In his statement to police after his arrest, Solanki said he had consciously refrained from leaving any identity trail with government identification documents or bank accounts.
Police Inspector MV Bhagora of Balasinor Rural police station told The Indian Express, “He told
us that he decided not to enrol for Aadhaar card and other such documents as Aadhaar was increasingly being linked to various government services. For nearly 15-17 years, he lived without a mobile phone and only about five years ago, he got himself a simple handset without GPS so that the police are unable to track him… He had not established contact with anyone in Bhathla or opened social media accounts. His children and wife have their documents, he said.”
A team of eight police personnel from the Balasinor Taluka police station was involved in the operation to nab the murder accused.
Over the years, Solanki drove a tempo to earn a living. He was said to have lived in Baben village in Bardoli taluka of Surat district for the last two decades after being on the run.
Balasinor Taluka Police station, under whose jurisdiction Bhathla village falls, chanced upon Solanki’s location during its special drive to track down “wanted accused” in the district which kicked off August 19, at the direction of Mahisagar Superintendent of Police Jaydeepsinh Jadeja.
“The accused had absconded immediately after the murder in 2001 although his wife and brother had been arrested… They were acquitted sometime during the course of the trial but Solanki, the prime accused, had eluded arrest. During the 22 years, he did not visit Bhathla even once nor did he establish contact with any relative or villager… Almost everyone presumed he may have killed himself too. His wife too had returned to her maternal home in Dakhariya village nearby. However, when we launched the manhunt we learnt that Leela has been frequently travelling to South Gujarat, spending several months living there,” Bhagora said.

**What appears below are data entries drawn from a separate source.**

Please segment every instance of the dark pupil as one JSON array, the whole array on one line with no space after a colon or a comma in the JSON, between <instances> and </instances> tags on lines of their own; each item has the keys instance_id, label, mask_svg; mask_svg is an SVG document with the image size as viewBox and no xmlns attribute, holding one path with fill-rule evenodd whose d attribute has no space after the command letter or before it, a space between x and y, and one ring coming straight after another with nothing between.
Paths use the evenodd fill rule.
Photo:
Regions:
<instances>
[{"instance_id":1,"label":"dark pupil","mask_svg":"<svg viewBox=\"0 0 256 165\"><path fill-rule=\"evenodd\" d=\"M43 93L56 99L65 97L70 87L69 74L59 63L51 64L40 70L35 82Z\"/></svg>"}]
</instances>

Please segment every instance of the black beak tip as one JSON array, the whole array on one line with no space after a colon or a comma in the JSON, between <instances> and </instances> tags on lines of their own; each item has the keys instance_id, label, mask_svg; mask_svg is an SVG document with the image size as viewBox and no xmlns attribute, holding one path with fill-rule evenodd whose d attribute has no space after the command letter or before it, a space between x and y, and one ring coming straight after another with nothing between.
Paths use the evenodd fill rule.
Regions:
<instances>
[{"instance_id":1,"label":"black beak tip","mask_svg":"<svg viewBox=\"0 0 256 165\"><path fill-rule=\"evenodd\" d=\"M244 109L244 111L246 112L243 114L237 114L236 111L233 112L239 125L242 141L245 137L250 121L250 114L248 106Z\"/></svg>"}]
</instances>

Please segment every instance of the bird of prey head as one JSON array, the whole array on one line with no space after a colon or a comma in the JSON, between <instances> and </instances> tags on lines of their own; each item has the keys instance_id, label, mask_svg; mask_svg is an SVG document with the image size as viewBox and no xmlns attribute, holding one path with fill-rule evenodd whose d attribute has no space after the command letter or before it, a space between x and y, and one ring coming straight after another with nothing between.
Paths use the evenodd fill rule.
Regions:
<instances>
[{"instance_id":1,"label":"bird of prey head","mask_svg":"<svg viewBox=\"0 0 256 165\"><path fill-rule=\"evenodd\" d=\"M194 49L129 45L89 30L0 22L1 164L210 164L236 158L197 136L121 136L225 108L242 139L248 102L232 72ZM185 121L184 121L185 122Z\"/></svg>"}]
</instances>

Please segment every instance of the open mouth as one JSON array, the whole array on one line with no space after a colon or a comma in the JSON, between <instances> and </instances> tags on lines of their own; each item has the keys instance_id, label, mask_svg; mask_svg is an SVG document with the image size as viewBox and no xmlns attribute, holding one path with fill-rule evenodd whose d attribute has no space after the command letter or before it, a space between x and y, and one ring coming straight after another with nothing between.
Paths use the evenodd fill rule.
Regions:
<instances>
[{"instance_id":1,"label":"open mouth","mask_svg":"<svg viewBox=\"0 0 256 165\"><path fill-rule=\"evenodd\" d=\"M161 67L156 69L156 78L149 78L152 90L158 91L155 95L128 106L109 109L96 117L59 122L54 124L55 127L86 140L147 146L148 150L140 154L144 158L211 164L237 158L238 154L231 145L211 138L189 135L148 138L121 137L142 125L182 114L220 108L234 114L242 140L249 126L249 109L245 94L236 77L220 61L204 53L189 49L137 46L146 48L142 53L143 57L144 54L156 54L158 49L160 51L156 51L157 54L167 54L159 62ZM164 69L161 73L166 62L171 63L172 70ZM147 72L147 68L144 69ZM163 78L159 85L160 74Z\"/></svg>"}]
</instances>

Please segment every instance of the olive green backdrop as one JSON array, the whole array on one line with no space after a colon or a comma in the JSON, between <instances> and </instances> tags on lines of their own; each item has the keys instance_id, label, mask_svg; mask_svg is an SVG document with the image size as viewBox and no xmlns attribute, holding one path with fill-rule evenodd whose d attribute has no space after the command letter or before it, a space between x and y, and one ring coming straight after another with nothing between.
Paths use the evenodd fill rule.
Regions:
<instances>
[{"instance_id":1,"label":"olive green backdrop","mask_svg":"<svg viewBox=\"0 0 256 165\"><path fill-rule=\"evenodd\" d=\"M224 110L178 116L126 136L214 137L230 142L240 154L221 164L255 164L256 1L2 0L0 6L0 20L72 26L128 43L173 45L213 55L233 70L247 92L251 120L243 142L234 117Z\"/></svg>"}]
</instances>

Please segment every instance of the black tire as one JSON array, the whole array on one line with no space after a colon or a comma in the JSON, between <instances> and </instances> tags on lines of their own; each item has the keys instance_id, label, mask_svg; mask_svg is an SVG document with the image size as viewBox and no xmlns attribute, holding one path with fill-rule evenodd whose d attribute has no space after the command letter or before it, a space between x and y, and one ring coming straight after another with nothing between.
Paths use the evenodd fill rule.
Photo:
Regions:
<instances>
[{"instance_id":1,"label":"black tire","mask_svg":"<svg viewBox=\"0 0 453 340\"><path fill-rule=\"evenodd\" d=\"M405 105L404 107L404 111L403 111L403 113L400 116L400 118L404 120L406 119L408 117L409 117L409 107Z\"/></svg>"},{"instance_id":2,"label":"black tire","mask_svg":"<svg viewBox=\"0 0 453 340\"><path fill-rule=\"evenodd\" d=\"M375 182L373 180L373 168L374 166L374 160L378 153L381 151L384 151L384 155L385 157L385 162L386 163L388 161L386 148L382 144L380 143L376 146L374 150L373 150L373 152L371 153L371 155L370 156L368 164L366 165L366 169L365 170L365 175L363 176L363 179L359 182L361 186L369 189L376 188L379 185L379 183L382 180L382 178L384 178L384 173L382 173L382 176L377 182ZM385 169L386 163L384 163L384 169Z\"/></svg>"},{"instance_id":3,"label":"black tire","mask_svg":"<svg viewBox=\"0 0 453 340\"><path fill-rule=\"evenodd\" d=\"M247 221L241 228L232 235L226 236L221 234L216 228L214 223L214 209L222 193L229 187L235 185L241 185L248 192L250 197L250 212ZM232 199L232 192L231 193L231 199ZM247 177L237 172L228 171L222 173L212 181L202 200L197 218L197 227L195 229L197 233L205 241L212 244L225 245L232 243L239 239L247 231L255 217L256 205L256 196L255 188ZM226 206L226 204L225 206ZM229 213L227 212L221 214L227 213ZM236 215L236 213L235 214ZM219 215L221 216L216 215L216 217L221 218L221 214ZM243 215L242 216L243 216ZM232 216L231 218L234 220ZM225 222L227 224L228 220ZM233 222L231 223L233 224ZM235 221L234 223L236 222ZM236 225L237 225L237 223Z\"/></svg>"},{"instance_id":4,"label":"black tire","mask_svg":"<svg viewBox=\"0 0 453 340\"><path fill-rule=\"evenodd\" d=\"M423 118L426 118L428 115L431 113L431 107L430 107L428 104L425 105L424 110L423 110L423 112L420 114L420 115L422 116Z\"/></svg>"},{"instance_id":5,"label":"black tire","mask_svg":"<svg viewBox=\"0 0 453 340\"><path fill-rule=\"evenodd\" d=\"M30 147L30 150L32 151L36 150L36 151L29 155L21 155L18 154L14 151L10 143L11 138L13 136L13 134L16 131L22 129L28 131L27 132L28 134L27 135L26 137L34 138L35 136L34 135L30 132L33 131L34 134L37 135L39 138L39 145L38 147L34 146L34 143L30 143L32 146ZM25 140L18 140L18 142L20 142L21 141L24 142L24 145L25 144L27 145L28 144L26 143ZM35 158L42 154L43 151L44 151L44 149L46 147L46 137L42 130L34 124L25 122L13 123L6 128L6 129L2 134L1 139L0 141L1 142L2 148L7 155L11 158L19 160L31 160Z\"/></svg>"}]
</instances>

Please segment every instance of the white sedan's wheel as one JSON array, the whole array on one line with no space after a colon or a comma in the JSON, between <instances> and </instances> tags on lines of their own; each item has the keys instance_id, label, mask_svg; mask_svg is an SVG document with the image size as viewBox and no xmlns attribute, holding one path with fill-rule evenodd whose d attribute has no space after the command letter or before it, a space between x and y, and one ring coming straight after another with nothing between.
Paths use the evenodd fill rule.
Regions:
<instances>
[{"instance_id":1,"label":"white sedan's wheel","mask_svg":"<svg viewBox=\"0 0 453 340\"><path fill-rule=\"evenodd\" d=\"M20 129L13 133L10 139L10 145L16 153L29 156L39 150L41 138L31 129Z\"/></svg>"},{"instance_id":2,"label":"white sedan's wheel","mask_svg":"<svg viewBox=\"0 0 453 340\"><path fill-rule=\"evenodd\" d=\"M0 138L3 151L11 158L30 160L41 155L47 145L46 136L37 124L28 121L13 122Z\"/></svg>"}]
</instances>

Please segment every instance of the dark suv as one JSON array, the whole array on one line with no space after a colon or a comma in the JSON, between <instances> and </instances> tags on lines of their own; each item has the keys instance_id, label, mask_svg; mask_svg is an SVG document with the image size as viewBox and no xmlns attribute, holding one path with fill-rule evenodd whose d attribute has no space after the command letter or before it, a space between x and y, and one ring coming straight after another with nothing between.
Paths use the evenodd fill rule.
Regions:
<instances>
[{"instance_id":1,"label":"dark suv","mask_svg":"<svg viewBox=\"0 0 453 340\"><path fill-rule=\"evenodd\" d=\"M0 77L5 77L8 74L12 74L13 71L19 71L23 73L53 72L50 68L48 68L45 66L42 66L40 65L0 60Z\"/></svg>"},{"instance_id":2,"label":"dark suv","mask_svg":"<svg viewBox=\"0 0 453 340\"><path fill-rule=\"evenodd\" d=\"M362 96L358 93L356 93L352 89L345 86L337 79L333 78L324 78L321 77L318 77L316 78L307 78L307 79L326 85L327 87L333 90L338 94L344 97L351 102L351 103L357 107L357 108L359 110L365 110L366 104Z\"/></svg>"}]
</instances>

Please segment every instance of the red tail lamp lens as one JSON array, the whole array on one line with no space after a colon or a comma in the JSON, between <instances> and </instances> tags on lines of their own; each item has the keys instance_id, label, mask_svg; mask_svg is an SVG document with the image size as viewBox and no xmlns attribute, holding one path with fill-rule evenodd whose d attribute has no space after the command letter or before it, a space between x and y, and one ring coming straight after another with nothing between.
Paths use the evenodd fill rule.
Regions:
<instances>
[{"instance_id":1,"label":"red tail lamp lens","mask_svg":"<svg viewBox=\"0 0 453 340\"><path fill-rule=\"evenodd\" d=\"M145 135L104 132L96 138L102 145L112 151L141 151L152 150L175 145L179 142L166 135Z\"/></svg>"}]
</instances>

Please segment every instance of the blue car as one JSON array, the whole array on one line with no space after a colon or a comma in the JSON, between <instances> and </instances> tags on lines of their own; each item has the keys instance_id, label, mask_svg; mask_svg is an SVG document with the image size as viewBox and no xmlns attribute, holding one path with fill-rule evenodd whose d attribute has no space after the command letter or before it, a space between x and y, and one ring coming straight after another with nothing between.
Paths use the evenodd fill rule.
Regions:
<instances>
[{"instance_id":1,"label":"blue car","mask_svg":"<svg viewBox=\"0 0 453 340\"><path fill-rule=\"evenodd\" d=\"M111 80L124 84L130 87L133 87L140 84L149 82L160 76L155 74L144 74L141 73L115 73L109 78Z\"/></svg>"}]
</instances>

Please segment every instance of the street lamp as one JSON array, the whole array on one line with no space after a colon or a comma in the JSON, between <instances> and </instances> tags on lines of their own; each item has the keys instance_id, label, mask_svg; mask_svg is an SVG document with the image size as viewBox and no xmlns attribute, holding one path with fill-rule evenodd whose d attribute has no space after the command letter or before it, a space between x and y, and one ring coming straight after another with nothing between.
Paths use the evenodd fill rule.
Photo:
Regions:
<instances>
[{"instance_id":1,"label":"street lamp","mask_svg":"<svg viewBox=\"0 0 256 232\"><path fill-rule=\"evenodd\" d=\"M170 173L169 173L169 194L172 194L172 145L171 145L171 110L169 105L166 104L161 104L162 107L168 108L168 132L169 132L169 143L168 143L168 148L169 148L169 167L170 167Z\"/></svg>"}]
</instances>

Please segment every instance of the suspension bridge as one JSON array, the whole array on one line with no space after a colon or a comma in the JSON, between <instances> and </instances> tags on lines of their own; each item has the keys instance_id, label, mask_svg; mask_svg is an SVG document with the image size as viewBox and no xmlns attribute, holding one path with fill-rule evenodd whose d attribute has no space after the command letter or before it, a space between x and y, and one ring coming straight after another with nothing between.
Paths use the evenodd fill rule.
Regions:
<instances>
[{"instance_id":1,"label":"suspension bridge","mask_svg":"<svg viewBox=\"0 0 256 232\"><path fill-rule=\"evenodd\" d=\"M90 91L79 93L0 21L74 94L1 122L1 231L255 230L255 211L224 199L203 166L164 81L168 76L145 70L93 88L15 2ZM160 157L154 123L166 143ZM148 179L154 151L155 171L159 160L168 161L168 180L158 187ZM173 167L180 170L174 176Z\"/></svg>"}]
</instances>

Leela’s family had concealed, Bhagora added, her Bardoli address from neighbours and acquaintances by saying that she was travelling to “work as a labourer”. However, on following Leela, the Mahisagar district police were stunned to find her living with her fugitive husband and their two sons, aged 19 and 17.
“The common word in the villages was that Leela, being lonely after her husband went missing in 2001, was wandering to work as a labourer in South Gujarat. When we followed her, we realised that she was living in Baben village. Although we had no recent photograph of Solanki, we ascertained that it was indeed the same man. So, on Sunday night, we knocked at their rear door as they kept the front door locked from the outside. We posed as customers needing emergency tempo service. When Solanki emerged from his house to attend to ‘customers’, we nabbed him,” Bhagora said.
According to Bhagora, Leela had been accused of calling the victim to the spot where Solanki was allegedly lying in wait to attack him with an axe. “The murder was brutal. The accused had attacked the victim’s face nine times and then strangled him to ensure that he died. He had also inflicted wounds on the body,” Bhagora added.
The Balasinor rural police station on Monday handed over Solanki’s custody to the Balasinor town police station, where the 2001 case is currently registered after the creation of the Mahisagar district in 2014. Solanki was formally arrested and produced in a local court on Tuesday under Indian Penal Code Section 302 for murder.